Israel, como todos los orientales, hacía gran consumo de perfumes. La Biblia no menciona menos de treinta. Los patriarcas ofrecieron perfumes a José (Gén 43,11); Salomón (1 Re 10,2.10; cf. Gén 37,25) y Ezequías (2Re 20,13) monopolizaron su mercado. El perfume era tan necesario para la vida como la comida y la bebida. Su significado es doble: en la vida social manifiesta el gozo o expresa la intimidad de los seres; en la liturgia simboliza la ofrenda y la alabanza.

1. Perfume y vida social.

Perfumarse es exteriorizar el gozo de vivir (Prov 27,9). Es también adornarse con una belleza suplementaria: los comensales lo hacen en los banquetes (Am 6,6) y los amantes en el momento de la unión carnal (Prov 7,17). Perfumar la cabeza de un huésped es decirle el contento que se experimenta al recibirlo (Mt 26, 7 p), y descuidar este gesto es una incorrección (Lc 7,46). En el luto, por el contrario, se suprimen estas muestras de alegría (2Sa 12,20; 14,2). Sin embargo, los discípulos de Cristo, cuando ayunen no dejarán de perfumarse, a fin de no ostentar su penitencia (Mt 6,17) ni empañar con la tristeza la alegría cristiana.

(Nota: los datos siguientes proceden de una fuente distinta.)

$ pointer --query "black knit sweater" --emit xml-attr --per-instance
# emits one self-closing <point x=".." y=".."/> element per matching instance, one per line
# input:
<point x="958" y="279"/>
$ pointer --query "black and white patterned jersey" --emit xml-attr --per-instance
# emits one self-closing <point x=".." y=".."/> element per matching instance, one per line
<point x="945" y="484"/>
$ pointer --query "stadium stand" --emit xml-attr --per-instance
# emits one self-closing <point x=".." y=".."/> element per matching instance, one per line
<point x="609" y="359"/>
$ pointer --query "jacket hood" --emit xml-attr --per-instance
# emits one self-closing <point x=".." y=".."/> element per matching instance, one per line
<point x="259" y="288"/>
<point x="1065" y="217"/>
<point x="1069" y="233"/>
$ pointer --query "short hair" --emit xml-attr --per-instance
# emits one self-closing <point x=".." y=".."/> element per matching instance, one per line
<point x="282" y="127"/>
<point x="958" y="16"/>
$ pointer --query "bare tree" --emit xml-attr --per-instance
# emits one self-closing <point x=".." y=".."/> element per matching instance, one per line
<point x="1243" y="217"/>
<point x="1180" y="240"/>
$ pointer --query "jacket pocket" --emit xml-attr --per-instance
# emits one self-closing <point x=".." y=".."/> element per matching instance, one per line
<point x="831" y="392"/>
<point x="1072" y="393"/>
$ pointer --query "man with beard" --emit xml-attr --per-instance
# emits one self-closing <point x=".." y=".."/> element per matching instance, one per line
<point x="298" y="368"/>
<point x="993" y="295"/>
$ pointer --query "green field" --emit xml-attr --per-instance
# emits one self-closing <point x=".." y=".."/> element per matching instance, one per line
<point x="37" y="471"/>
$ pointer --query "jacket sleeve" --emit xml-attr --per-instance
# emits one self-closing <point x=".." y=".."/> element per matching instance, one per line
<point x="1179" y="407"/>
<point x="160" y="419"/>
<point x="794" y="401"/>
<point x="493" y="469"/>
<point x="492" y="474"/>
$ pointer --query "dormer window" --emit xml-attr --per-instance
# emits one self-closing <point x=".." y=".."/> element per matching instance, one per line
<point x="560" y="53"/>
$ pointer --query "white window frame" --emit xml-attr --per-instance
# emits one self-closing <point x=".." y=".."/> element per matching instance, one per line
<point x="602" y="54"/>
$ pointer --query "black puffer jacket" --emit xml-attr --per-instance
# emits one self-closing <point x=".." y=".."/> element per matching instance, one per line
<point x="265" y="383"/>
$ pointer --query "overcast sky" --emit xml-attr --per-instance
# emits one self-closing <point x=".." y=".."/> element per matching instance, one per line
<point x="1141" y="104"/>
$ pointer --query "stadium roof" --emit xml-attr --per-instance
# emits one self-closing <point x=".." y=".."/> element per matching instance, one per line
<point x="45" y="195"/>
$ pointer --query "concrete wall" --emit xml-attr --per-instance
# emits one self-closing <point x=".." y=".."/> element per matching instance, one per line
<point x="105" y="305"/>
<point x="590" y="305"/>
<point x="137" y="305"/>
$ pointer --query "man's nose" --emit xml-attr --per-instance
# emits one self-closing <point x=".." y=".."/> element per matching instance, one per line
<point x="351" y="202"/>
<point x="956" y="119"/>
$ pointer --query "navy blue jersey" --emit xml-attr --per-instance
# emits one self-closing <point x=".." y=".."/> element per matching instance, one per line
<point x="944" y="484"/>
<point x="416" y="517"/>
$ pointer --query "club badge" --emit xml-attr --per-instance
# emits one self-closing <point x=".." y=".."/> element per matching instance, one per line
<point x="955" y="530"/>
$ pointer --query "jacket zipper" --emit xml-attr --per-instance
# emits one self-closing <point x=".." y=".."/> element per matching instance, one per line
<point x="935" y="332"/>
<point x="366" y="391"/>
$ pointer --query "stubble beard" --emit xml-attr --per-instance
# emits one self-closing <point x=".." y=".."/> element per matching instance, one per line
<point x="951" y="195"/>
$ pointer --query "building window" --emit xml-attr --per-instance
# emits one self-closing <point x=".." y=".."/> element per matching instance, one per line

El perfume puede desempeñar a veces un papel todavía más íntimo: el de transponer la presencia física de un ser a un modo más sutil y más penetrante. Es esa vibración silenciosa por la que un ser exhala su esencia y deja percibir el murmullo de su vida oculta. Así Ester (Est 2, 12-17) y Judit (Jdt 10,3-4), para penetrar mejor en el corazón de los que querían seducir, ungiéndose de aceite y mirra. El olor de la mies que exhalan los vestidos de Jacob (Gén 27,27) revela la bendición de Dios derramada sobre él; la esposa del Cantar de los cantares asimila la presencia de su amado a un “nardo”, a un “saquito de mirra” (Cant 1,12), o a “ungüentos” (1,3), mientras que su esposo la llama “mi mirra, mi bálsamo” (5,1; cf. 4,10).

2. Perfume y liturgia.

El culto de los antiguos hacía gran uso de perfumes, como símbolo de ofrenda; Israel adoptó esta costumbre. La liturgia del templo conoce un “altar de los perfumes” (Éx 30,1-10), incensarios (1Re 7,50), copas de incienso (Núm 7,86); un sacrificio con perfume se practica cada mañana y cada tarde en gozosa adoración (Éx 30,7s; Lc 1, 9ss). Así, el perfume del incienso que se eleva en humo designa la alabanza dirigida a la divinidad (Sab 18,21; Sal 141,2; Ap 8,2-5; 5,8); quemar incienso equivale a adorar, a aplacar a Dios (1Re 22,44; 1Mac 1,55).

Ahora bien, sólo puede haber un culto: el del verdadero Dios. El incienso y su perfume acaban, pues, por designar el culto perfecto, el sacrificio incruento, que todas las naciones rendirán a Dios en los tiempos escatológicos (Mal 1,11; Is 60, 6; cf. Mt 2,11). Este culto perfecto fue realizado por Cristo, que se ofreció “a Dios en sacrificio de olor agradable” (Ef 5,2; cf. Éx 29,18; Sal 40,7), es decir que su vida se consumió en ofrenda de olor agradable a Dios.

El cristiano a su vez, ungido del Cristo en su bautismo por el signo del crisma, mezcla de perfumes de gran precio (cf. Éx 30,22-25), debe exhalar “el buen olor de Cristo” (2Cor 2,14-17), impregnando la menor de sus acciones (Flp 4,18) de este espíritu de ofrenda.